By Walter Willems/Glasgow/DPA


What is your name? The doctor asks a man on a stretcher in a corridor of the University of Pittsburgh Medical Centre (UPMC). The man moves his hands and lips, but is mute. Medical intervention is begun immediately.
“I could see the words, but I couldn’t speak them,” the man says several hours later from a hospital bed, no longer showing signs of having suffered a serious stroke.
The scenes are from a UPMC video on YouTube, and the doctor is Tudor Jovin, director of its Stroke Institute, who explains the benefits of a new clot-retrieval procedure known as endovascular treatment (ET).
The UPMC participated in what it called a “landmark” study of ET, one of two global trials of the stroke treatment that were published online in the prestigious New England Journal of Medicine (NEJM) early this year and recently presented at the European Stroke Organisation Conference in Glasgow, Scotland.
“People applauded during the presentations. That doesn’t happen often,” said Dr Hans-Christoph Diener, director of the Clinic for Neurology at Essen University Hospital in Germany and co-author of one of the trials, called Swift Prime.
The reason for the excitement is that both trials confirmed the findings of three previous trials also published in NEJM: namely, the addition of ET to current pharmaceutical treatment significantly reduced permanent disability in stroke patients.
“We’re on the verge of a revolution in acute stroke care,” says Jovin, who was involved in both trials, in the UPMC video.
An ischaemic stroke, the most common kind by far, typically occurs when a blood clot blocks an artery to the brain. The interrupted blood flow causes brain cells to die, and about one in three patients remains permanently disabled, for example by paralysis or speech impairment.
To restore blood flow, doctors have relied on intravenous injection of drugs that dissolve the blood clot. This is usually insufficient when a large artery responsible for anterior cerebral circulation is blocked, however, in which case the addition of ET can be decisive.
ET generally takes about 30 to 45 minutes. A neuroradiologist - following the procedure on a monitor - inserts a micro-catheter in a blood vessel in the groin and threads it through the aorta and carotid artery into the blocked vessel in the brain. The catheter is pushed into and past the clot, after which a stent is deployed, its expansion creating a channel for restored blood flow.
Then the stent is used to snag the blood clot and pull it out of the body.
“It’s a race against time,” Jovin says in the video. “The faster you restore blood flow to the brain, the more brain you save and the higher the chance of a good outcome.”
In the Swift Prime trial, 196 stroke patients received - determined by lot - either a clot-busting drug only or the drug supplemented with ET. About 60% of those given ET had returned to functional independence after 90 days, compared with less than 36% from the other group. There was hardly any difference in the frequency of side effects.
Dr Joachim Roether, a neurologist and spokesman for the German Stroke Society, said ET had already been incorporated in European stroke therapy guidelines.

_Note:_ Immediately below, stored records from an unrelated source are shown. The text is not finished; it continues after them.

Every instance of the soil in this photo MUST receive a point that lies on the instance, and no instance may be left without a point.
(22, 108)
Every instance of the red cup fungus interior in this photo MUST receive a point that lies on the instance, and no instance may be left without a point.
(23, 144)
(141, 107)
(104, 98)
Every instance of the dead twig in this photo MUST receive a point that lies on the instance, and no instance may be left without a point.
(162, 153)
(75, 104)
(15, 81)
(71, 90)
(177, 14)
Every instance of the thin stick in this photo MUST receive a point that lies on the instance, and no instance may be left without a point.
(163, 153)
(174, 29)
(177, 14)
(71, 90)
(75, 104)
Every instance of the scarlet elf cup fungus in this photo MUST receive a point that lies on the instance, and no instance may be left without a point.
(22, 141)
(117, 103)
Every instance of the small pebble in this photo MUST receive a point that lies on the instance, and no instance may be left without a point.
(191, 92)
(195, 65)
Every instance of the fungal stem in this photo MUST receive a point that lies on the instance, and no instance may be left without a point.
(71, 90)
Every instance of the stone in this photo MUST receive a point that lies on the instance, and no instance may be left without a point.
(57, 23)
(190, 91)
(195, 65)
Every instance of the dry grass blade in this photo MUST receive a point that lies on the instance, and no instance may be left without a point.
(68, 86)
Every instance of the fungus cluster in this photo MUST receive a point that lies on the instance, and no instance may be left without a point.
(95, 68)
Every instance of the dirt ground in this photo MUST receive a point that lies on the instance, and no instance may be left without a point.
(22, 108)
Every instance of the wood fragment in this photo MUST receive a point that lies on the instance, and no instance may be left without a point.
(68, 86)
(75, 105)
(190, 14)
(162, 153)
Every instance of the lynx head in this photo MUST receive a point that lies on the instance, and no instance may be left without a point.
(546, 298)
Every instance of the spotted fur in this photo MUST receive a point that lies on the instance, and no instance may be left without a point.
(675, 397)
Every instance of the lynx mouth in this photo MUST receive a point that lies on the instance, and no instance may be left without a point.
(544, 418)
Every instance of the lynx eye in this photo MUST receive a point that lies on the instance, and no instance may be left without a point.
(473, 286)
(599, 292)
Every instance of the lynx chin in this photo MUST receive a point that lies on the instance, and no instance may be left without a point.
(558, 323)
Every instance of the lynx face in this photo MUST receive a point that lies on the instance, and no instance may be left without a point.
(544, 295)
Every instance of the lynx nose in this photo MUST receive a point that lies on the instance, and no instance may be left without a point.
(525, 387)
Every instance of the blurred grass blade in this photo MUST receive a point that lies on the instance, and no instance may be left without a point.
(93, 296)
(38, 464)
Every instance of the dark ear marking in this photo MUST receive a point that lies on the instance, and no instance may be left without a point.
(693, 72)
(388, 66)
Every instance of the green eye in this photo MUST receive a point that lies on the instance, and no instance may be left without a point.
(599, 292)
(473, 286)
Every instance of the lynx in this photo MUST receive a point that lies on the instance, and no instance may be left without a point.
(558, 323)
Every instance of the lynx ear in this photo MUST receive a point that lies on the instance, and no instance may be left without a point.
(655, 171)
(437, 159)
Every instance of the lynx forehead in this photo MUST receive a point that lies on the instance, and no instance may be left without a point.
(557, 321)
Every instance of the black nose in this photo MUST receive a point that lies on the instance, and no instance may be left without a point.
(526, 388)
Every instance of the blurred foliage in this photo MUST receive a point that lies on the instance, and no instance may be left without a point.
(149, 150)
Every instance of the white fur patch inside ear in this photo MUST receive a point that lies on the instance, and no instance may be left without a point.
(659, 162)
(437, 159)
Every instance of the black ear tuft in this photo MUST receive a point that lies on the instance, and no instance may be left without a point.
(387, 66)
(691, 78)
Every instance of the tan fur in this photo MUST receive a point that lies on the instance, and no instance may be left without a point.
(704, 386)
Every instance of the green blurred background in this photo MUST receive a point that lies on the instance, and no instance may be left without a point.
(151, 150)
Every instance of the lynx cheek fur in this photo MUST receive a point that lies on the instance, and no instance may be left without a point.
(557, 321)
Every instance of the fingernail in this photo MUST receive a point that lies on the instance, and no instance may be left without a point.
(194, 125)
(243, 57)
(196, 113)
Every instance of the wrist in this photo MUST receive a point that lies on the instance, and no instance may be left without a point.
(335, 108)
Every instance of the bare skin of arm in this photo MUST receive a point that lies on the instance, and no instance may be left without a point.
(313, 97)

Judging from all the trials to date, he said, four to six patients must receive ET in order for one to retain functional independence.
“In the field of medicine, that’s an unbelievably good result,” he remarked.
The procedure also pays off in monetary terms, points out Dr Jens Fiehler, a neuroradiologist at Hamburg-Eppendorf University Medical Centre in Germany. Although ET is expensive, “you can keep a patient from becoming permanently bedridden and care-dependent,” he said. “Endovascular therapy is one of the most cost-efficient procedures imaginable.”